Obs: `max_length` is set to 4 but is relatively small, only chosen for illustration purposes. 

It is common to train LLMs with input sizes of at least 256.

In [32]:
dataloader = create_dataloader_v1(raw_text, batch_size=1, max_length=4, stride=1, shuffle=False)
data_iter = iter(dataloader)
batch = next(data_iter)
print(batch)

[tensor([[  32,  376, 2885, 1404]]), tensor([[ 376, 2885, 1404, 2169]])]


In [36]:
dataloader = create_dataloader_v1(raw_text, batch_size=8, max_length=4, stride=4)
data_iter = iter(dataloader)
inputs, targets = next(data_iter)
print("Inputs:\n", inputs)
print("\nTargets:\n", targets)

Inputs:
 tensor([[  795,    79,  2301, 14991],
        [  267,   269,  5669,  8873],
        [44349, 10034,    64,    13],
        [   78,   384,  6592,  2418],
        [ 2319, 13276,    11,  2448],
        [13161,  4533, 31215,   257],
        [33380,   283, 38251,   435],
        [  390,   755,  8836, 13370]])

Targets:
 tensor([[   79,  2301, 14991,   312],
        [  269,  5669,  8873, 31215],
        [10034,    64,    13,   198],
        [  384,  6592,  2418,  6557],
        [13276,    11,  2448, 22019],
        [ 4533, 31215,   257,  1296],
        [  283, 38251,   435,  2188],
        [  755,  8836, 13370,   292]])


## Creating token embeddings

In [37]:
input_ids = torch.tensor([2, 3, 5, 1])

In [39]:
vocab_size = 6
output_dim = 3

torch.manual_seed(123)
embedding_layer = torch.nn.Embedding(vocab_size, output_dim)
print(embedding_layer.weight)

Parameter containing:
tensor([[ 0.3374, -0.1778, -0.1690],
        [ 0.9178,  1.5810,  1.3010],
        [ 1.2753, -0.2010, -0.1606],
        [-0.4015,  0.9666, -1.1481],
        [-1.1589,  0.3255, -0.6315],
        [-2.8400, -0.7849, -1.4096]], requires_grad=True)


In [41]:
print(embedding_layer(torch.tensor([3])))

tensor([[-0.4015,  0.9666, -1.1481]], grad_fn=<EmbeddingBackward0>)
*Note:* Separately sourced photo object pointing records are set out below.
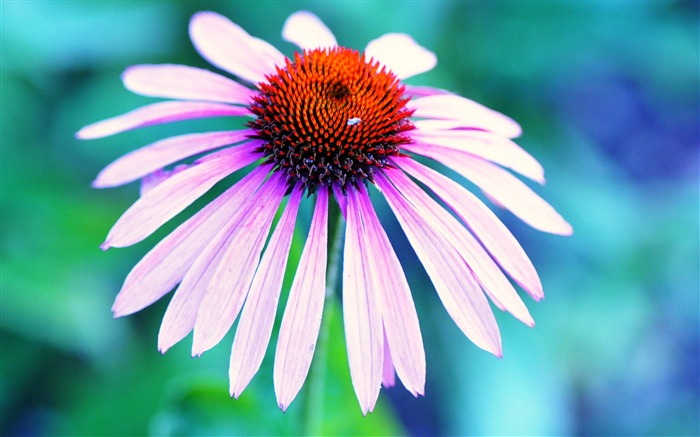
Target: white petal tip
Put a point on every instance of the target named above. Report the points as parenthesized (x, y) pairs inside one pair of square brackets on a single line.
[(565, 230), (85, 133)]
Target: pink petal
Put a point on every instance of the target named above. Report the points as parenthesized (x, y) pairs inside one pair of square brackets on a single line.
[(172, 196), (147, 159), (424, 91), (482, 144), (302, 317), (510, 192), (398, 311), (165, 265), (458, 291), (307, 31), (484, 224), (229, 47), (183, 82), (156, 178), (228, 286), (401, 54), (255, 325), (477, 259), (361, 311), (388, 379), (158, 113), (204, 249), (472, 114), (341, 199)]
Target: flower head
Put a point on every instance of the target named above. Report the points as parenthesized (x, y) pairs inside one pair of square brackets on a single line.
[(329, 122)]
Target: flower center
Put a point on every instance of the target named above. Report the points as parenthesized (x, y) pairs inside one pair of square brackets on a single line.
[(331, 117)]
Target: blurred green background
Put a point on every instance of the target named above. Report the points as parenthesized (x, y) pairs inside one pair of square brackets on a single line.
[(607, 94)]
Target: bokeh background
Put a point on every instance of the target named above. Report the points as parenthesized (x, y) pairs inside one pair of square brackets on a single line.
[(607, 93)]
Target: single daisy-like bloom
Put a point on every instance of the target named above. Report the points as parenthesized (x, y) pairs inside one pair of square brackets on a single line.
[(327, 123)]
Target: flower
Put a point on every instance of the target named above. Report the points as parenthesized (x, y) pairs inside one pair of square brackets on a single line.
[(331, 122)]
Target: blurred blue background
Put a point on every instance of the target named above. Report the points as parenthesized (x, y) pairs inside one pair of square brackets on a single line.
[(607, 94)]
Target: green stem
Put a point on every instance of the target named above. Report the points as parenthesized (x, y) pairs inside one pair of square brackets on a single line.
[(317, 376)]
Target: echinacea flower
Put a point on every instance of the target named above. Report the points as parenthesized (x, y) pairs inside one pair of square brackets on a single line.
[(329, 122)]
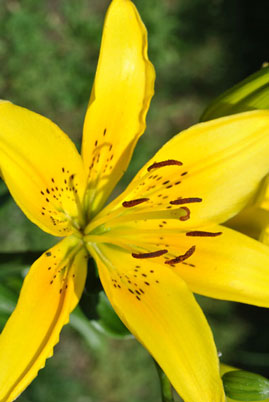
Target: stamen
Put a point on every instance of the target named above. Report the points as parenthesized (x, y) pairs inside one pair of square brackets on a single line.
[(187, 216), (201, 233), (181, 258), (169, 162), (150, 255), (181, 201), (133, 203)]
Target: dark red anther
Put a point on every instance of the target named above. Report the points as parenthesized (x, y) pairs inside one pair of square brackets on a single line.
[(169, 162), (181, 201), (133, 203), (150, 255), (187, 216), (200, 233), (181, 258)]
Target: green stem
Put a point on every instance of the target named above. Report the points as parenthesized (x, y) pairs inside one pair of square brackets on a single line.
[(166, 387)]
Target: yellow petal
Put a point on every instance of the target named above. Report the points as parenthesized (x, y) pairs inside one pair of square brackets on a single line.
[(214, 261), (120, 98), (156, 305), (51, 290), (252, 221), (229, 266), (223, 162), (41, 167)]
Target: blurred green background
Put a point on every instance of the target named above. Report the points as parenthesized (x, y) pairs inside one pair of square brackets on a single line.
[(48, 55)]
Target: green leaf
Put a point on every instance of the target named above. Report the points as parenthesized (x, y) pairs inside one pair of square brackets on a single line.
[(245, 386), (249, 94), (13, 263), (85, 327)]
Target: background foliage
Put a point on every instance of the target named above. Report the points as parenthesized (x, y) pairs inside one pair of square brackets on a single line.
[(48, 55)]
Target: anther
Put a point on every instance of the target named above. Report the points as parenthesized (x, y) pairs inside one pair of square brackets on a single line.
[(181, 258), (181, 201), (133, 203), (169, 162), (187, 216), (201, 233), (150, 255)]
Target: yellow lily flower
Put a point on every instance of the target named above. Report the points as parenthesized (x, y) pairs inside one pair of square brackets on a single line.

If we compare the embedding vector for token ID 3 to the previous embedding matrix, we see that it is identical to the 4th row. 

In other words, the embedding layer is essentially a look-up operation that retrieves rows from the embedding layer's weight matrix via a token ID.


In [42]:
print(embedding_layer(input_ids))

tensor([[ 1.2753, -0.2010, -0.1606],
        [-0.4015,  0.9666, -1.1481],
        [-2.8400, -0.7849, -1.4096],
        [ 0.9178,  1.5810,  1.3010]], grad_fn=<EmbeddingBackward0>)
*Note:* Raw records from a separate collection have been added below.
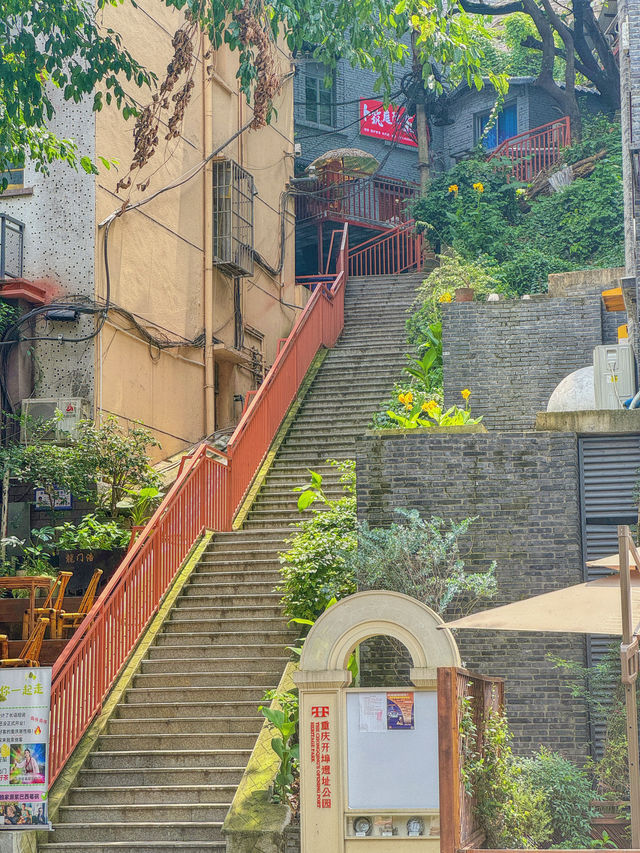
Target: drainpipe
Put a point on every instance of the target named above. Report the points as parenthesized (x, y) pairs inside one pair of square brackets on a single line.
[(207, 278)]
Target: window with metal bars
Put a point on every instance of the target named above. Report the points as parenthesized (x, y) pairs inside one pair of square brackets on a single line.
[(319, 100), (233, 192)]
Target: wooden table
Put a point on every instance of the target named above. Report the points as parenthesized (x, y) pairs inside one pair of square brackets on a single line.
[(31, 583)]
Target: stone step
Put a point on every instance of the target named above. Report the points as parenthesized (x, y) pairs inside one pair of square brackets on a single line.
[(205, 679), (197, 759), (109, 778), (187, 740), (217, 639), (133, 846), (178, 625), (158, 710), (218, 652), (215, 603), (152, 794), (214, 586), (166, 831), (205, 663), (185, 725), (128, 813), (182, 695)]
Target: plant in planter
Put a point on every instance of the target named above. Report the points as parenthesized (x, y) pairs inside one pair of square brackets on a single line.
[(90, 545)]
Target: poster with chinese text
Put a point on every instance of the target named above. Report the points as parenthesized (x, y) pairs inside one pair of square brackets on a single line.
[(24, 747), (388, 122), (400, 710)]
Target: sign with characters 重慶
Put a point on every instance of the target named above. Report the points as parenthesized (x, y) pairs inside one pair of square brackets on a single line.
[(24, 747), (390, 122)]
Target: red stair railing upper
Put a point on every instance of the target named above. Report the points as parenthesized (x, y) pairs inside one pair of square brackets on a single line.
[(537, 149), (206, 494), (393, 251)]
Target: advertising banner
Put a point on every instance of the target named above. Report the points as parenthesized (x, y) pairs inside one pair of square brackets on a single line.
[(388, 122), (24, 747)]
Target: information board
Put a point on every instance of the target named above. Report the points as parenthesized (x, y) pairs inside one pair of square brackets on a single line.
[(24, 747), (392, 749)]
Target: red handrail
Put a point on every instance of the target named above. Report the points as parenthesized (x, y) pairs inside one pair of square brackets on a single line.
[(206, 494), (393, 251), (537, 149)]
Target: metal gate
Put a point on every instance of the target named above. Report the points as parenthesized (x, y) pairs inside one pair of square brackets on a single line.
[(609, 472)]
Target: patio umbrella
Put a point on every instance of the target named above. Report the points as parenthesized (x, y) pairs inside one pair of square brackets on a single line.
[(353, 160), (608, 605)]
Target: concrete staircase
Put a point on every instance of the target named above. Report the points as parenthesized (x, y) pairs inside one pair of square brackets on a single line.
[(163, 775)]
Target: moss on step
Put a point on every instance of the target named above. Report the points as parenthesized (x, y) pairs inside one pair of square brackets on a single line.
[(252, 815), (67, 777), (263, 470)]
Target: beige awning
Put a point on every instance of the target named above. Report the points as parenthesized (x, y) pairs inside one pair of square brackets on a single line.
[(587, 608)]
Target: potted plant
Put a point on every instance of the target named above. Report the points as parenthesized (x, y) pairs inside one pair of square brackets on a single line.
[(92, 544)]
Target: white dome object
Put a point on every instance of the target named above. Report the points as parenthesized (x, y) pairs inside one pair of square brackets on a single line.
[(575, 393)]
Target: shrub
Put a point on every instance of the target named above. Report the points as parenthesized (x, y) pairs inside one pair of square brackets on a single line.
[(568, 792), (315, 567), (421, 558)]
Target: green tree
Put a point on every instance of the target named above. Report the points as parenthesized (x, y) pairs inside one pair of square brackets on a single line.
[(61, 46)]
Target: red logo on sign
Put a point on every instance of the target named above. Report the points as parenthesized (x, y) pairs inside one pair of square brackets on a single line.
[(320, 711), (387, 122)]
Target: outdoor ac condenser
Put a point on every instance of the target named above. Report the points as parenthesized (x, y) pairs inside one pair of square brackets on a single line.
[(614, 375), (38, 409)]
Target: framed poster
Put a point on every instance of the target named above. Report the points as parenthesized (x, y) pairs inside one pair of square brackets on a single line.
[(24, 747)]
This is how embedding vectors are created from token IDs. 

Let's add a small modification to these embedding vectors to encode positional information about a token within a text.

## Encoding word positions

Self-attention mechanism doesn't have a notion of position or order for the tokens within a sequence.


In principle, the deterministic, position-independent embedding of the token ID we coded is good for reproducibility purposes. 

However, since the self-attention mechanism of LLMs itself is also position-agnostic, it is helpful to inject additional position information into the LLM.

Absolute positional embeddings are directly associated with specific positions in a sequence. 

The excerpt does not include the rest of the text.